All 72,000 people receiving care under Home Care Packages (HCP) will be switched to a new model, Consumer Directed Care (CDC), in a dramatic shift that has divided recipients and peak bodies. Under CDC packages, the recipient will have much more choice about how their care is delivered.
They will be told how much their package is worth and they will have the ability to negotiate with their care provider about what kind of care they receive from the package.
Lois Lovedee (R) and her mother Reta are concerned the change to CDC will mean reduced care.
In Adelaide, 77-year-old Richard Hicks is already part of the change underway. His care provider has already started transitioning to CDC packages, and he could not be happier.
"It feels [like] a very personal involvement," Mr Hicks said.
Under his CDC package, Mr Hicks can decide how his care is delivered.
That means he can choose how much time a care worker spends working with him on exercise, or on walks in his favourite park.
Last year, he even "banked" hours, cutting back on care for several weeks so he would have enough hours left for a week of respite care.
That allowed his wife to take a break from her care role and head out of town.
He said he appreciated the opportunity to negotiate those arrangements with his care provider.
"We can raise issues, and discuss them and resolve them," he said.
Although peak bodies such as the Council on the Ageing and Carers Australia support the change to CDC, some of those now on HCP are worried they will lose out in the changeover.
Lois Lovedee said she was worried about the new program, after her provider told her that she and her 99-year-old mother Reta, whom she takes care of, would face sharp cuts under the CDC.
Under their current Home Care Package, care workers come three times a day to lift Reta out of bed and help move her into the bathroom, but Ms Lovedee said she has had "a lot of sleepless nights" over the new program.
"I always thought we were comfortable," she said.
"I never thought we'd be worrying about money to look after my mother in her own home."
'No-one on a HCP will be worse off'
The Minister responsible for Aged Care, Senator Mitch Fifield, says the Government is confident most recipients will welcome the shift to CDC.
"I think when the individual has the opportunity to say what they want, they get a better outcome," he said.
Senator Fifield said no-one currently on a HCP would be worse off.
"Where an individual says to a provider 'I just want to keep what I've got', then that's what will happen," he said.
Groups like the Combined Pensioners and Superannuants Association (CPSA) said the shift to CDC had ignored one key issue — cross-subsidisation.

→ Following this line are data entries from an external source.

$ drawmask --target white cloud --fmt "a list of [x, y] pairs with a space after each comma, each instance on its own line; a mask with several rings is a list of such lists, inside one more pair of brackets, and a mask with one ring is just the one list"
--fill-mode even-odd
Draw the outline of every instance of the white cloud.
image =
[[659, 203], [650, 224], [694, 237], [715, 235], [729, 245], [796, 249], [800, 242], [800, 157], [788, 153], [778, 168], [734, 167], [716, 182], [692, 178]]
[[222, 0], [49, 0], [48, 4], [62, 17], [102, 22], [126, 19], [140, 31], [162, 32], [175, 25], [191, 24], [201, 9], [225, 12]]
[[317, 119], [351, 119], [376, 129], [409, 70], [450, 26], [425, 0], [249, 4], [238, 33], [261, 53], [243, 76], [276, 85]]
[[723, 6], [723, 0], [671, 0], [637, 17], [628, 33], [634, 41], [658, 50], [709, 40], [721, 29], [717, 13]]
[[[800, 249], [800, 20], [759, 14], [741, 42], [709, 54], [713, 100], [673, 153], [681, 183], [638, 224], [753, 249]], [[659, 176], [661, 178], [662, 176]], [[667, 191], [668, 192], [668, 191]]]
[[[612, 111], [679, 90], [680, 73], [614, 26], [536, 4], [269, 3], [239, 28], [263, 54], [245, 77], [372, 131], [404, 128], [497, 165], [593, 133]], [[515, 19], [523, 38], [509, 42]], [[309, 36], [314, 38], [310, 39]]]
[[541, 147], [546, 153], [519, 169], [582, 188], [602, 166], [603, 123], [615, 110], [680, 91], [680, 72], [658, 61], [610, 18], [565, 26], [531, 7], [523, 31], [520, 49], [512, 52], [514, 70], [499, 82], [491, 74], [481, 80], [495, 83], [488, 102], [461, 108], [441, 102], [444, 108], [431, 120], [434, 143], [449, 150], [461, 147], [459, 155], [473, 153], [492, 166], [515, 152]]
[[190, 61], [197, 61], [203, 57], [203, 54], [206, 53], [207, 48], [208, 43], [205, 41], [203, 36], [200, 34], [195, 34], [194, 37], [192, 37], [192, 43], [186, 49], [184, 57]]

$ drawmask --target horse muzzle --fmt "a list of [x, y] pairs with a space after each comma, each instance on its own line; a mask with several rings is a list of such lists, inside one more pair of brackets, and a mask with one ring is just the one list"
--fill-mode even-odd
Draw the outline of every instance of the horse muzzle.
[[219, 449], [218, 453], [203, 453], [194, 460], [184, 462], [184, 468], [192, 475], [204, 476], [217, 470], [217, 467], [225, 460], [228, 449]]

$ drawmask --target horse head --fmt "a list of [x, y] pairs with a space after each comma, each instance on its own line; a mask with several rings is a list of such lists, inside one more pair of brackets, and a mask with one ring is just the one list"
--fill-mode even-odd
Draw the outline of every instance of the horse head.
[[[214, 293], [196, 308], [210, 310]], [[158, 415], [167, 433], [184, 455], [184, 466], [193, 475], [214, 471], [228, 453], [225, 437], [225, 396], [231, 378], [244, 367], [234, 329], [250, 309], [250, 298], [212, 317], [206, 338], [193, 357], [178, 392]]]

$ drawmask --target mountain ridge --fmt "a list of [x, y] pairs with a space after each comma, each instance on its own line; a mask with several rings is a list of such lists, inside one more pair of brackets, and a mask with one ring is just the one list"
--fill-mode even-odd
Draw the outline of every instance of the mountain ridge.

Currently, because care packages are combined into big "blocks" of recipients, some recipients with less intense packages essentially subsidise those who need more intensive in-home care.
"From the 1st of July the funding will go to the individual," CPSA's Charmaine Crowe said.
"What that means is those higher needs clients will have to reduce their services because the funding available is insufficient."
The result for Ms Lovedee and her mother is a drop from 19.5 care hours a week to 9.5 hours a week — a 10-hour-a-week reduction.
Their care provider has also told them the cost of paying to maintain the level of care they have now would be $1,500 per week — or $78,000 per year.
Ms Lovedee said it was more than they could afford.
"I suppose you start selling the furniture," she said.